Gli ultimi dati mostrano che i servizi sono già tornati ad avere un’occupazione superiore a quella del 2008: ci sono stati oltre 140.000 addetti in più in un anno, e ancora manca il dato di aprile, dove c’è stato un altro balzo generale. L’industria ha fatto più fatica a riassorbire occupazione. Questo perché la produzione è tornata ai livelli pre-crisi per le imprese con più di 200 addetti, mentre è sotto del 10% per quelle medie. Nelle piccole la situazione è invece difficile: è il conto della crisi, che ha spazzato via diverse Pmi. In generale, l’industria, dopo i periodi di crisi, riassorbe con grande lentezza l’occupazione, perché o si creano nuove fabbriche o l’export da solo non basta. In più c’è il settore edilizio che è stato falcidiato. In questo momento l’occupazione è guidata da servizi e industrie esportatrici; e c’è anche l’agricoltura che sta andando abbastanza bene, avendo raggiunto livelli di Pil simili alla Francia. Se poi si guardano i dati occupazionali grezzi, da marzo 2014 ogni mese c’è stata una crescita tendenziale, tranne che in due occasioni.

 

Nelle ultime settimane si è parlato di un rallentamento dei Paesi emergenti. Non la preoccupa?

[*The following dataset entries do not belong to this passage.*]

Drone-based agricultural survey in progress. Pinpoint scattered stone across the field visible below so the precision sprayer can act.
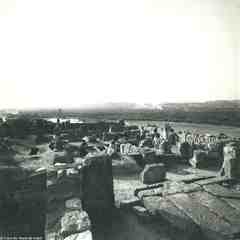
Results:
[140,163,166,184]
[65,198,82,210]
[64,230,93,240]
[66,168,78,176]
[61,210,91,237]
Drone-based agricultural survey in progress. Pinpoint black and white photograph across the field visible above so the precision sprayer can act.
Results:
[0,0,240,240]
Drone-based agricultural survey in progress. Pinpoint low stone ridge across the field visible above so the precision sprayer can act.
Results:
[64,230,93,240]
[61,210,91,237]
[140,163,166,184]
[65,198,82,210]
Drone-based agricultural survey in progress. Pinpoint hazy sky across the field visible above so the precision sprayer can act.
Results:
[0,0,240,108]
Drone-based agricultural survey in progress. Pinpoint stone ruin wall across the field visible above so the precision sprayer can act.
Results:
[0,155,114,240]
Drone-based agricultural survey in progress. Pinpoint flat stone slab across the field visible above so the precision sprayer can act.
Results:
[120,197,140,209]
[189,192,240,226]
[221,198,240,211]
[143,196,199,235]
[162,182,202,196]
[64,230,93,240]
[195,176,230,186]
[203,184,240,201]
[167,193,239,240]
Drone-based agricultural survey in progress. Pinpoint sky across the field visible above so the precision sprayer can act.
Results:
[0,0,240,109]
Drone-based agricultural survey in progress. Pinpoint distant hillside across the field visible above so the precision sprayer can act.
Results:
[17,100,240,127]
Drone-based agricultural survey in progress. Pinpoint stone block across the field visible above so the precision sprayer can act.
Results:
[140,163,166,184]
[61,210,91,237]
[65,198,82,210]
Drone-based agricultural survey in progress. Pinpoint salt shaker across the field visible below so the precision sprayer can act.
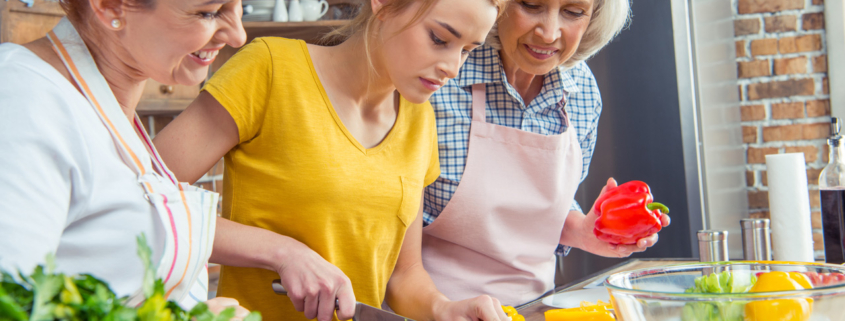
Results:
[739,218,772,261]
[698,230,729,262]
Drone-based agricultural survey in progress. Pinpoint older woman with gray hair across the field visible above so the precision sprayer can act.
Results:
[423,0,669,305]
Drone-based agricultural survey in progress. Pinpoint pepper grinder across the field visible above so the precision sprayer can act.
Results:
[739,218,772,261]
[288,0,302,22]
[698,230,729,262]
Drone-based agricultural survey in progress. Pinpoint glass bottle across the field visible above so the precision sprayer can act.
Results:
[819,117,845,264]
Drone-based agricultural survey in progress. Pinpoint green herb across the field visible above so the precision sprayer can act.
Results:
[681,271,757,321]
[0,234,261,321]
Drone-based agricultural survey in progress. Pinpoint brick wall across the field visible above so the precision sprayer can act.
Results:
[732,0,828,258]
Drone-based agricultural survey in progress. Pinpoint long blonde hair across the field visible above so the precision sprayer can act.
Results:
[321,0,510,74]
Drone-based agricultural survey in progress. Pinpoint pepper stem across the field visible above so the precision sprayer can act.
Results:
[646,202,669,214]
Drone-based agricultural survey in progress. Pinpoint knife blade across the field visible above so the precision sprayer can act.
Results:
[272,279,414,321]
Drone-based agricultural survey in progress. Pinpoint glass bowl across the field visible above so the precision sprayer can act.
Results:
[605,261,845,321]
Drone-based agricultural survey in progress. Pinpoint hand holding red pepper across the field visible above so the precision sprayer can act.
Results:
[593,181,669,244]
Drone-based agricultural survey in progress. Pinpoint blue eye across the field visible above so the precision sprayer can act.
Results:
[199,11,220,20]
[520,1,540,10]
[564,10,587,18]
[428,31,446,46]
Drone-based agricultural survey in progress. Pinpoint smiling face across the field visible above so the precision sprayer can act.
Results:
[374,0,497,103]
[118,0,246,85]
[498,0,593,75]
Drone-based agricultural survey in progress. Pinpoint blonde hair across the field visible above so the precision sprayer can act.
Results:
[487,0,631,68]
[321,0,509,72]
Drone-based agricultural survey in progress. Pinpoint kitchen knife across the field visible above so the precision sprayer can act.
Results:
[273,280,414,321]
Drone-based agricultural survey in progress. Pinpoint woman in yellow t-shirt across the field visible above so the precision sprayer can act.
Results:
[155,0,507,320]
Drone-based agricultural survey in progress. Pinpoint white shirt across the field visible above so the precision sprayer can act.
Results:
[0,43,165,296]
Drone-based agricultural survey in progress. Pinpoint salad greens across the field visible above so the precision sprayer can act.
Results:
[681,271,757,321]
[0,234,261,321]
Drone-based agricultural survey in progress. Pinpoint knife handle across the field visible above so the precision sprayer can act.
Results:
[272,279,340,309]
[273,279,288,295]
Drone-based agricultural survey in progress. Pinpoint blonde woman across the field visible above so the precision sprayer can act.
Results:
[0,0,251,318]
[155,0,506,320]
[423,0,669,305]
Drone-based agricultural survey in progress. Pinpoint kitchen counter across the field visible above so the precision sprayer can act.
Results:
[517,258,698,321]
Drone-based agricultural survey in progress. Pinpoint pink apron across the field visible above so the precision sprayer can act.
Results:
[422,84,582,305]
[47,18,219,309]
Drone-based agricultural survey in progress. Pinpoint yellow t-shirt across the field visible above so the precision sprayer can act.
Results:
[204,38,440,320]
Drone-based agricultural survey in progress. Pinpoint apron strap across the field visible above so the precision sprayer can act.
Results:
[472,84,487,123]
[134,113,181,185]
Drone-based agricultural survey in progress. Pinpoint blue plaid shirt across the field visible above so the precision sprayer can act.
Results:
[423,45,602,255]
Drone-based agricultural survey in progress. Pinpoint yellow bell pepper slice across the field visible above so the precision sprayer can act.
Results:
[745,271,813,321]
[502,305,525,321]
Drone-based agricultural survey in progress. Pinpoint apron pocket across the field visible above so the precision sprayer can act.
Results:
[397,176,423,227]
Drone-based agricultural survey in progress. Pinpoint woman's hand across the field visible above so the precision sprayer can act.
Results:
[434,295,510,321]
[276,242,355,321]
[564,178,670,257]
[205,298,249,321]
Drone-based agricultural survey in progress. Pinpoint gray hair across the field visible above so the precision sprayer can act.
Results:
[486,0,631,68]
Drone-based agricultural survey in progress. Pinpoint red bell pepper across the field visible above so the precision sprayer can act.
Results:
[593,181,669,244]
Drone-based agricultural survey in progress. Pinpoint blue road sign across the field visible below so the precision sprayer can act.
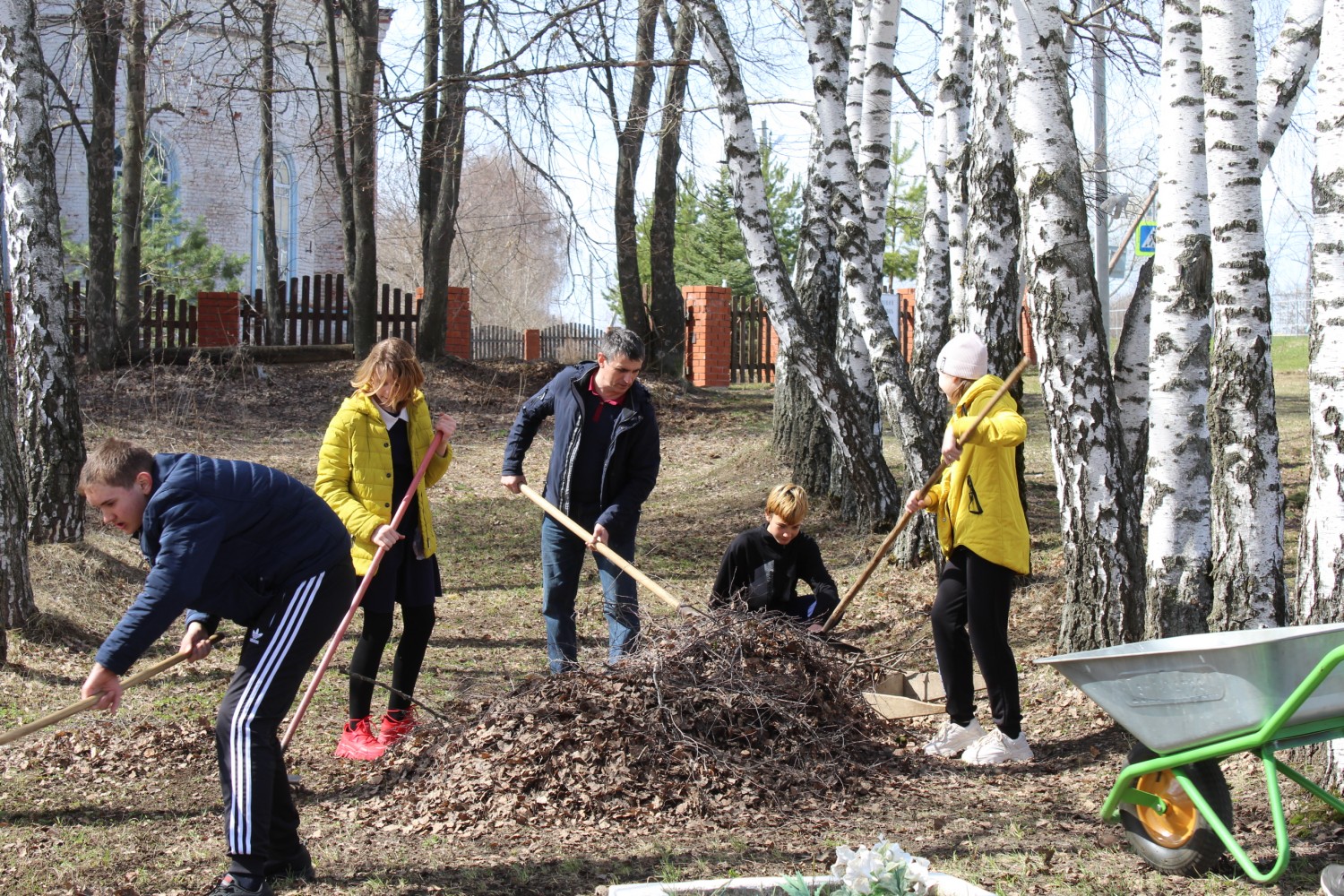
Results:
[1134,220,1158,258]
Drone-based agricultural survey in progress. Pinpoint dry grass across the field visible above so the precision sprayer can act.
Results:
[0,358,1344,896]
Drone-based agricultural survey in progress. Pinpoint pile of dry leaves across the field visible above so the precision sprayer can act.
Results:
[365,614,903,831]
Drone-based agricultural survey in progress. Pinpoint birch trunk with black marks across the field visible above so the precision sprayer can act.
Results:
[0,0,85,542]
[0,0,45,642]
[1201,0,1285,632]
[319,0,355,342]
[953,0,1021,375]
[77,0,123,369]
[1255,0,1325,164]
[694,0,900,524]
[416,0,467,360]
[612,0,663,344]
[910,0,975,417]
[803,0,937,510]
[332,0,382,358]
[648,3,699,375]
[257,0,285,345]
[773,129,840,495]
[117,0,150,349]
[1136,0,1212,638]
[1112,258,1153,496]
[1004,0,1144,650]
[1293,3,1344,631]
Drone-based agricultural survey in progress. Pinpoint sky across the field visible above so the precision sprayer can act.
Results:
[383,0,1314,326]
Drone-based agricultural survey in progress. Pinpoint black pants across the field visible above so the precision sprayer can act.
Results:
[349,603,435,732]
[215,557,358,876]
[930,547,1021,737]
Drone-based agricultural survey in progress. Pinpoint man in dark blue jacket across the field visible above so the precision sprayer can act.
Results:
[500,329,661,672]
[80,439,358,896]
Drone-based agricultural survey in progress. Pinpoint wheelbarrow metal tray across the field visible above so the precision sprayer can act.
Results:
[1037,624,1344,754]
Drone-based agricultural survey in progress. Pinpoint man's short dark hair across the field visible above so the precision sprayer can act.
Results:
[597,326,644,361]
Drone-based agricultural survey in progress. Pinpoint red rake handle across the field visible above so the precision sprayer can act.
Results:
[280,430,444,751]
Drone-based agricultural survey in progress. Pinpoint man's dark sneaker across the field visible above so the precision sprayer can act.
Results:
[210,874,276,896]
[266,844,317,884]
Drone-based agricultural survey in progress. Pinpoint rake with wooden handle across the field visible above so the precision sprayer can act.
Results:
[0,633,223,745]
[518,482,704,616]
[822,358,1031,634]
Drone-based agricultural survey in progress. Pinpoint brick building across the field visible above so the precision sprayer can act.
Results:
[38,0,392,290]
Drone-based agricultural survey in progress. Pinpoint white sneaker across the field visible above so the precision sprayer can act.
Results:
[961,728,1032,766]
[925,719,986,756]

Il mix dell’export extra-Ue italiano risponde alla domanda. Pur essendoci l’emorragia russa (intorno al -20%), gli Usa sono in crescita addirittura del 35%. Vanno bene le economie dinamiche dell’Asia, la Cina sta rallentando, ma continua a importare dall’Italia. Stanno andando bene i paesi dell’Europa dell’Est. L’altra vera “zavorra” dell’export, insieme alla Russia, è il Giappone, alle prese con un cambio sfavorevole. Non vedo ragioni di forte preoccupazione, se non il fatto che due grandi mercati europei come Francia e Germania non crescono molto: qui le nostre esportazioni sono un po’ ferme. Basti comunque pensare che ad aprile in Italia c’è stata una crescita dell’export del 9% in un anno, mentre per la Germania è stata del 7,7%. Nel periodo gennaio-aprile il nostro export è aumentato del 4,3%, quello tedesco del 5,1%. Insomma, abbiamo un portafoglio-mercati molto dinamico, che non ha nulla da invidiare a quello di Berlino.